Getting here was the hard part. In addition to the chronic left knee, Hartings' left ankle had some loose cartilage, requiring offseason arthroscopic surgery. The right knee also needed to recover after an MCL sprain at Cleveland around Thanksgiving, a week that saw him arise from doubtful status and two injured knees to start against Cincinnati the next Sunday. He hardly missed contact practices, even though he was given a free pass by his surgeon and Steelers coaches.
He wanted to play the game every week, and he did just that, starting all 16 last season. It is the lineman's coda: Block it out Sunday, then block out the opposition. Despite all his ailments and moving to guard in that revolving-door line at Denver, Hartings played the best of his three Steelers seasons, Grimm concluded.
"It is amazing," Grimm said, with all that Hartings endured.
"He's not going to be real open about it. But we're all together so much, you could tell," added Alan Faneca, who starts next to Hartings at left guard. "Sometimes, it's one of those things, you might be banged up for a year or a couple of years. Then, you bounce back."
Hartings has rebounded, even if the knee hasn't completely.

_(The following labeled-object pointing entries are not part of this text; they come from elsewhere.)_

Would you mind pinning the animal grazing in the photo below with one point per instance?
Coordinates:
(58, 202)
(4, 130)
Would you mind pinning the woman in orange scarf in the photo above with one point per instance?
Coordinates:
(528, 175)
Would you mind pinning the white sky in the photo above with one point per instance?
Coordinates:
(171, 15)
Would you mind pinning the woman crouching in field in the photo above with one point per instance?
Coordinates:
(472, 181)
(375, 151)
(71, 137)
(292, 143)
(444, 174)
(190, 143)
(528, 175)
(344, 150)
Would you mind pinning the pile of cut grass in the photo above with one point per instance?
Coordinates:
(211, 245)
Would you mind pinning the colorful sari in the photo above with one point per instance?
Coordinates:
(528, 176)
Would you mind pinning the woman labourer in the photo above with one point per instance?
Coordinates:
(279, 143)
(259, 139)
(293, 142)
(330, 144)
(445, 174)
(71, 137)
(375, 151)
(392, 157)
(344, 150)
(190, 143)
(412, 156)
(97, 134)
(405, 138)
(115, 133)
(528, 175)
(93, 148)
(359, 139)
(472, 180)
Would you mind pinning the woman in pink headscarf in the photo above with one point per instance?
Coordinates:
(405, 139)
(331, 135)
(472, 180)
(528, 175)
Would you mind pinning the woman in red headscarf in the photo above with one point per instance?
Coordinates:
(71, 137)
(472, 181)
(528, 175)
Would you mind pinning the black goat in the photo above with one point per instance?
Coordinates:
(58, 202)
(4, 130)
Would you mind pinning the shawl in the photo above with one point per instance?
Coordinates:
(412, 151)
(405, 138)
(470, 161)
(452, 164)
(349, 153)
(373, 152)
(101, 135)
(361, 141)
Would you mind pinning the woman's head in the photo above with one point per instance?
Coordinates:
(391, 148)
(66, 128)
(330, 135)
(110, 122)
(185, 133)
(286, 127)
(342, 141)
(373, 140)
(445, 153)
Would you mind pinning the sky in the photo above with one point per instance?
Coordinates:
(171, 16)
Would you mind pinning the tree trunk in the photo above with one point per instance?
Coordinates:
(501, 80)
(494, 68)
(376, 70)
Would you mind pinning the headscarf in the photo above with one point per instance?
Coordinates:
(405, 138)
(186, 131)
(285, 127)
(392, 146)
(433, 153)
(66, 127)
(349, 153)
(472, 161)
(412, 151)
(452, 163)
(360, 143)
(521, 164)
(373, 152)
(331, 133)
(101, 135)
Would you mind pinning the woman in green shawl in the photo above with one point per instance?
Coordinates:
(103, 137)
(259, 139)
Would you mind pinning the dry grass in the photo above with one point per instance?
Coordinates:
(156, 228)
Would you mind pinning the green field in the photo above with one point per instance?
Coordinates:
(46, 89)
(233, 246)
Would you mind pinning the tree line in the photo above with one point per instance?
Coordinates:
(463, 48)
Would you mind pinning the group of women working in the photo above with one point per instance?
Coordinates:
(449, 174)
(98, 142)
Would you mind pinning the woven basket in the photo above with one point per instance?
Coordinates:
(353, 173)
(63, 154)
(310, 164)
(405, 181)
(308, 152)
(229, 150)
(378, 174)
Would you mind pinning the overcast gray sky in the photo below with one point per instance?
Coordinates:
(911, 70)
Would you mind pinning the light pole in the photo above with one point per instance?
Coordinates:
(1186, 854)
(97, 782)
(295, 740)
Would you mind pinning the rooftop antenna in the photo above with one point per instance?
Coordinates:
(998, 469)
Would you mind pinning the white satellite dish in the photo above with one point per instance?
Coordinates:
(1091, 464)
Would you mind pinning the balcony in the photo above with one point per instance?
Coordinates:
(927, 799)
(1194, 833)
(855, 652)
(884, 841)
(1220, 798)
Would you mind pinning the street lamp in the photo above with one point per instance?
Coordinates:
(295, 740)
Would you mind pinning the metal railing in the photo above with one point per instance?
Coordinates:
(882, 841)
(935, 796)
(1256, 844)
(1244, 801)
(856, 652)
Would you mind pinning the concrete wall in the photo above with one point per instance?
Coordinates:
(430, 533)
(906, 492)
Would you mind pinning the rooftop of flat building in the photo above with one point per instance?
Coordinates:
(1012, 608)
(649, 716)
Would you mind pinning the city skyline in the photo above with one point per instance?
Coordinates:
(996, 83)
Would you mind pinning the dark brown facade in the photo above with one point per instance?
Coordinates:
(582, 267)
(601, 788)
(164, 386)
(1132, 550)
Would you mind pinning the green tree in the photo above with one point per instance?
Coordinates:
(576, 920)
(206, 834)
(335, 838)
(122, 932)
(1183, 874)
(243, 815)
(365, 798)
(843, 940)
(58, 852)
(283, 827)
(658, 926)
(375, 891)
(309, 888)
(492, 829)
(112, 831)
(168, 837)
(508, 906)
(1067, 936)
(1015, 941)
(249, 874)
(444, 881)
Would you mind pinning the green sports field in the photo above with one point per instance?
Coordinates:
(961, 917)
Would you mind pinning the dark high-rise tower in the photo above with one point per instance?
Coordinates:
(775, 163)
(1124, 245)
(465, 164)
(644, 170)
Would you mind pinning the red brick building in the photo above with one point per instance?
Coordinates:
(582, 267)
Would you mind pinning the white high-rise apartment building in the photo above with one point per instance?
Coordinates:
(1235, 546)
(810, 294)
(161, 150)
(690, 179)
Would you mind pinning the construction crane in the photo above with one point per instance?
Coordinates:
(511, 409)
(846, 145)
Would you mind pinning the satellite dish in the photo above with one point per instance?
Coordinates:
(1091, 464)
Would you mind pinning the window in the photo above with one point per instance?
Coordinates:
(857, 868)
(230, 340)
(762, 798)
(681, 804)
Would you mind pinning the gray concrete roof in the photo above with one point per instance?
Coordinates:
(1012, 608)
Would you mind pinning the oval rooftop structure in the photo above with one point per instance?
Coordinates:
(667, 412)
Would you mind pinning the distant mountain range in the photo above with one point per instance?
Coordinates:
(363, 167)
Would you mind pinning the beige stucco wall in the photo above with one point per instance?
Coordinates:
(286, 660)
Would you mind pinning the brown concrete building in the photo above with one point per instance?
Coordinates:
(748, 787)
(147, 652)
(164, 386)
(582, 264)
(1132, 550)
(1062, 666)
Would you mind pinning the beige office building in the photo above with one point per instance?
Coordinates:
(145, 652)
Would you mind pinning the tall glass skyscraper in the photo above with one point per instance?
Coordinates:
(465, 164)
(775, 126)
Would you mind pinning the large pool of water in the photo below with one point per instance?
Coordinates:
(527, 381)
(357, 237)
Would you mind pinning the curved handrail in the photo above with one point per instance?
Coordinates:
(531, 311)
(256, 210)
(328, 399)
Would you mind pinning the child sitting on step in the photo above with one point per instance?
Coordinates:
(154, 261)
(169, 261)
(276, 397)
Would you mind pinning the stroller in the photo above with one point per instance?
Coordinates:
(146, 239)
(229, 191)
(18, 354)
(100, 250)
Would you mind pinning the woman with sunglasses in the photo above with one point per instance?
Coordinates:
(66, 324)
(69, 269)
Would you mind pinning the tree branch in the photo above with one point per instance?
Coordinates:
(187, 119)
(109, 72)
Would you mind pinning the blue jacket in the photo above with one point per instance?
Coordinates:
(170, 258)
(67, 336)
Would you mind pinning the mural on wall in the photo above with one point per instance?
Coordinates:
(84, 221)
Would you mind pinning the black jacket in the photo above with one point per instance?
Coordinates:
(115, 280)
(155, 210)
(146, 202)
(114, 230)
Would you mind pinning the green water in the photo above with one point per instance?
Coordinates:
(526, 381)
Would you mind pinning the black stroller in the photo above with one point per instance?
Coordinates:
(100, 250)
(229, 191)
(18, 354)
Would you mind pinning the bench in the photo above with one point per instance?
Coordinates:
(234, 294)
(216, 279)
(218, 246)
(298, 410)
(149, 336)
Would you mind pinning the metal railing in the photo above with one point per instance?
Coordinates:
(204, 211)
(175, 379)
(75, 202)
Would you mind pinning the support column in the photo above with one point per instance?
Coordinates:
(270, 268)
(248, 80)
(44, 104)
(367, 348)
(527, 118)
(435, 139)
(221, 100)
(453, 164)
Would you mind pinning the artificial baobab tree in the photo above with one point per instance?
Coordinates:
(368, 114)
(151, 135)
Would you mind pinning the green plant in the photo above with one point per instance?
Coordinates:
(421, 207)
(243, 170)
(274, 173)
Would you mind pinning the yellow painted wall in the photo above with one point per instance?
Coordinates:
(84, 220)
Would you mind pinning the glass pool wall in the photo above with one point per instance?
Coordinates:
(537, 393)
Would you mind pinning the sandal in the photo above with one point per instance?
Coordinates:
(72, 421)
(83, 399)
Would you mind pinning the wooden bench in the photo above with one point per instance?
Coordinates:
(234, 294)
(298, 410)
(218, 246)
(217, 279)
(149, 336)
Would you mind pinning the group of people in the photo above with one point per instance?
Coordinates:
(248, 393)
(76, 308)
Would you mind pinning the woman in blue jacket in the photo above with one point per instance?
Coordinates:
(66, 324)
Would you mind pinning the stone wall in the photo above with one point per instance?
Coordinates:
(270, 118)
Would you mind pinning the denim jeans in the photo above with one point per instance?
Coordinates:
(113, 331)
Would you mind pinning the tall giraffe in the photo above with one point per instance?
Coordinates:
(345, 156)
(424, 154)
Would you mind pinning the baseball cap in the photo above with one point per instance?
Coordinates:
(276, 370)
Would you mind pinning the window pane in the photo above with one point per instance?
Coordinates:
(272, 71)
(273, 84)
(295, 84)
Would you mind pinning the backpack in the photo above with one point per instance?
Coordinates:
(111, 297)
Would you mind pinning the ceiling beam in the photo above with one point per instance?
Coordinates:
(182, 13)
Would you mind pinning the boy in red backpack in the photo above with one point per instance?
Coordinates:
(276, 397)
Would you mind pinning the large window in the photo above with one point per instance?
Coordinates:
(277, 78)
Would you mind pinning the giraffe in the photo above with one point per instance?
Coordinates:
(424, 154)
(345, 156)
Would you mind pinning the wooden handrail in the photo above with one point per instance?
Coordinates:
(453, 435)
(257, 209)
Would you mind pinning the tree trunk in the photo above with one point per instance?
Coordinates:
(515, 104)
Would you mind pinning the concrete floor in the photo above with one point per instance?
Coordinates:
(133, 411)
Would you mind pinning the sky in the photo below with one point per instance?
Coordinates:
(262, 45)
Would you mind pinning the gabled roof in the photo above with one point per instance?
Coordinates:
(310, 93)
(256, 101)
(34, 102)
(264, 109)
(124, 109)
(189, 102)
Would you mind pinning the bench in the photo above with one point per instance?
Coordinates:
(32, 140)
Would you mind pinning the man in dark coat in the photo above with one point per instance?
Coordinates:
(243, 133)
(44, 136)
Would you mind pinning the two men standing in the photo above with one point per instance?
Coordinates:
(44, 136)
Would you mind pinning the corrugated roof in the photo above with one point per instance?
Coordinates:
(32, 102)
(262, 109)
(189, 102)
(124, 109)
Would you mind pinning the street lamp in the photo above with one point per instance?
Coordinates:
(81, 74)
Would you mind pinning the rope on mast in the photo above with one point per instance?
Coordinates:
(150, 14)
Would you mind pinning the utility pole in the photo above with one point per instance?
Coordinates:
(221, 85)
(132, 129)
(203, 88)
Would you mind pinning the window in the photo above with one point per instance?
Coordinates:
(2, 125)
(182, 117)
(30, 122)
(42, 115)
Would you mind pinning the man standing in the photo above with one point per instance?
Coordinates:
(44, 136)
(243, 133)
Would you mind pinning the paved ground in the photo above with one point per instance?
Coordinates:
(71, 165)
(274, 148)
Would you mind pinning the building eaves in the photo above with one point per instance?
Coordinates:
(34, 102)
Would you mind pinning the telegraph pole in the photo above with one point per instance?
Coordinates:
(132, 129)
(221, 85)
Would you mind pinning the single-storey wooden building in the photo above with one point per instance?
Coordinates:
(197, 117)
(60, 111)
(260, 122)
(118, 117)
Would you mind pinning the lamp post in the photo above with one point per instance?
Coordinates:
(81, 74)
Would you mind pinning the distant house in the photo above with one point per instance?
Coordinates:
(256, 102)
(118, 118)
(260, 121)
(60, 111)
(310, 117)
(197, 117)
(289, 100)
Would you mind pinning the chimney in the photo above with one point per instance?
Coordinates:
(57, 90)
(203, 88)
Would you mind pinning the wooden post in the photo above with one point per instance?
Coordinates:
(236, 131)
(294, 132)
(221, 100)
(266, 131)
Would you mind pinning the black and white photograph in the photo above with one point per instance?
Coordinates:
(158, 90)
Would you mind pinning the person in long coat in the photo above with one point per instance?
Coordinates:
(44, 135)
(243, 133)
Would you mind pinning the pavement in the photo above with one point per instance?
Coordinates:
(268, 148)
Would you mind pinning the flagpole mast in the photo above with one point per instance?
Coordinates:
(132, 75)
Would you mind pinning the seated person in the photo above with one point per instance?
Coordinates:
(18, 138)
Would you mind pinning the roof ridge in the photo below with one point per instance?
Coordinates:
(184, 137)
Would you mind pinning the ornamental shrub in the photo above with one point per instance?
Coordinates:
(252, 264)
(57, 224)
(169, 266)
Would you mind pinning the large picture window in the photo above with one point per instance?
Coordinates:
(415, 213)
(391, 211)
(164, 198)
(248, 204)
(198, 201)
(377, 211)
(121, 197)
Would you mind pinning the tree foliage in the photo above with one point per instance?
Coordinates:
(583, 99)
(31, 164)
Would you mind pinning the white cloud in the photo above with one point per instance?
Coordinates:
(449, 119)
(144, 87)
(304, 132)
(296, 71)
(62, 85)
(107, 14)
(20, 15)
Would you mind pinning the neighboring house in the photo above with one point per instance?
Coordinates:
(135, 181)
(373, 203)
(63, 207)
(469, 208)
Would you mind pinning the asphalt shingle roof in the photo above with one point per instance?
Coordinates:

But as Andrews informed him this time last year, there isn't enough cartilage left in his knee to cushion the bones from painfully rubbing against one another.
After the offseason rest, rehabilitation and ice, it's now a tolerable level of discomfort, without the accompanying swelling and worry and weakness.
"Last year, naturally, was a tough year, and frustrating," said Hartings, a Penn State product from St. Henry, Ohio, and a four-time Pro Bowl alternate whose first five NFL seasons were spent with Detroit.
"Because it was the second year of going through it [with the knee]. It took a lot of joy out of Sunday.
"I wanted to come back, but I didn't want to come back with all the things I had to do [to be hale enough to play]. I didn't think the game is worth that at this point in my career, with five kids and a wife."
Season No. 9 began in familiar Detroit last weekend, in a preseason game, where Hartings perhaps was most noticeable to the untrained eye by getting knocked backward into Jerome Bettis once, helping to stop his teammate for no gain. Duce Staley, however, bolted for 45 yards on 11 carries, and Tommy Maddox had ample time to complete four of his five attempts -- without a sack. Improvement continues to come for a battered, maligned line that permitted just seven sacks and helped the Steelers average 116 yards rushing over the final four games last season.
"He's a smart guy," Grimm said of the center who makes the Steelers' line calls.
"He can coordinate both sides of the line and get both sides on the same page. It's just a consistency factor, you know what you're going to get from him. What he did last year, it's a credit to him."
"Even now in training camp, I feel it," Hartings added of the left knee. "It's not like I'm going to have no pain. But I feel like I can go out and not have it pain me like it did last year.
"If I got into a situation like last year, I don't know if I'd go through it again."